Sunday, October 20, 2013

The Music Man, the Empty Man

At 18, I worked with a chemist who was, even then, emotionally isolated. To put it plainly, he just didn't dig the people he worked with. Somehow, he and I clicked, literally, for we shared an interest in photography, which then of course, was mechanical, chemical, and optical. The closest we came to electronics was the use of flashbulbs. This was the first bond we shared.

I found that what was the world of chemistry could be sterile and unemotional. Many of its practitioners were that way too. I thought of them as a herd of cats, each one pursuing his own tasks and agendas. I did not belong in such a world, yet it was a job and I did it.

My mind wanders and invents. When tied down, I make up humor, say ridiculous things. I tried it with my new friend, my boss at the time. He welcomed such flights of fancy.

Once he assigned me a chemical chore requiring equipment in short supply, such as large chemical flasks and condensers. He told me to check it out in a cabinet of such items. "Kill, if necessary," he instructed me. I understood his urgency and his humor.

Eventually, I was invited to his home for dinner and some photography--developing and enlarging. He revealed his passion for classical music, showing pictures of him with friends in a room lined with music albums on the walls. A friend of his listened to eight hours of music every day.

We shared many interests as time passed. He lived across from a small airport and bought a light plane. We flew together until one day when he collided with another plane while on the ground, ending his aviation career. His friend picked me up when I made a parachute jump. All rather external pursuits.

He described his disillusionment with religion--a classic case really. A preacher had an affair with a church member. Things like this shake those who expect people in the church to be free of sin, whose minds are set on humans and not on the Word. I might add, those who have not read of the life of David. I thought he would recover, but he never did. I was just out of high school, what did I know?

In the following years, my friend became obsessed with music--possessed, really. Guests who came to his home were treated to wall to wall recorded music instead of a friendly visit with him and his wife. After years of this, he caught on. "I have learned not to play music for guests," he told me. "They really don't want to hear it."

But in his private life, recording music came to occupy his hours, his life. It began with transferring radio broadcasts and LP's to reel to reel tape. Eventually he used three state of the art recorders each cued to electronic timers.

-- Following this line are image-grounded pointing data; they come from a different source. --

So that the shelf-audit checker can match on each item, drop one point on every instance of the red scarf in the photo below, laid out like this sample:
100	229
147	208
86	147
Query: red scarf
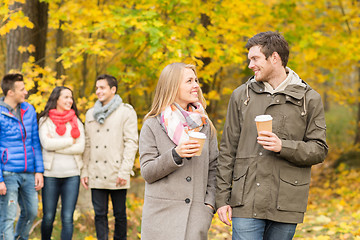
61	118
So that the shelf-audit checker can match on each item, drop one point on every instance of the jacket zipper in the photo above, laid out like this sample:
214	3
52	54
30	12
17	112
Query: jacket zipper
23	139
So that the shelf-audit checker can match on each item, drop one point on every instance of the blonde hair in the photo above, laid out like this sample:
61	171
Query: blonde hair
168	86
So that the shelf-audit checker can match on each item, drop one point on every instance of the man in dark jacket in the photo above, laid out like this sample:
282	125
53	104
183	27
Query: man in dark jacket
20	158
263	181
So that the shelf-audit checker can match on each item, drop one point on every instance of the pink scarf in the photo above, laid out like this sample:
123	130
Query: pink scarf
61	118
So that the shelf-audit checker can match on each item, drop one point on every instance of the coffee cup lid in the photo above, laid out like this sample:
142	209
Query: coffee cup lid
263	118
197	135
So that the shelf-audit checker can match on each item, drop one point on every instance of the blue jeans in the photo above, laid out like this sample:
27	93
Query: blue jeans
100	200
256	229
20	190
68	189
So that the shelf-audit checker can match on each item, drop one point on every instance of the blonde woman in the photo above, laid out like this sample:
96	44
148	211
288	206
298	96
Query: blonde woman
180	187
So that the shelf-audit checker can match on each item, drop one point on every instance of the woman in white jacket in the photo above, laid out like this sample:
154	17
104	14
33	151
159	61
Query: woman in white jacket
63	142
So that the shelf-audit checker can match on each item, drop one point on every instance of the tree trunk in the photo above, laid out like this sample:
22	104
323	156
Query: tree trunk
357	137
59	44
38	15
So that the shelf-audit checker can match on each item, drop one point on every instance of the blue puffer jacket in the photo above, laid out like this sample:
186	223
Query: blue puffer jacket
20	147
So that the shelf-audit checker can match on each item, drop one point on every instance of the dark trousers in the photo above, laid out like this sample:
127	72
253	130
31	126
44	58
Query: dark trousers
54	188
100	200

His whole wall was lined with boxes of tape reels.

I figured he had come to an end of this manic pursuit one day. The recording stopped, replaced with cataloging efforts. This was the climax of years of work, or so I thought. But he found that some of the oxide coating on the reel to reel tapes was deteriorating, peeling off. It was then he decided to transfer them all to DVDs. The process, taking years, was begun again. Once again, the timers went off as he went from machine like a hyper robot.

In the midst of his labors, he told me, "When I die, they'll all end up in a dumpster. No one in my family wants them." The horrible truth is, it was the task of an empty man. My friend no longer conversed or revealed any of his thoughts and emotions.

His friend, who became an English teacher, became obsessed with writers--the arty set. He invited many of them into his home and seemed to prefer their company to that of his wife. She divorced him.

Over the decades I lost a friend. He did not communicate, overcome with desire for an ever-shrinking world. He still is alive, though suffering from dementia.

Nature abhors a vacuum, I learned as a young man. When we are not filled with worthy thoughts and actions, we are like the man Jesus spoke of, who though cleansed, was empty and became the home of demons.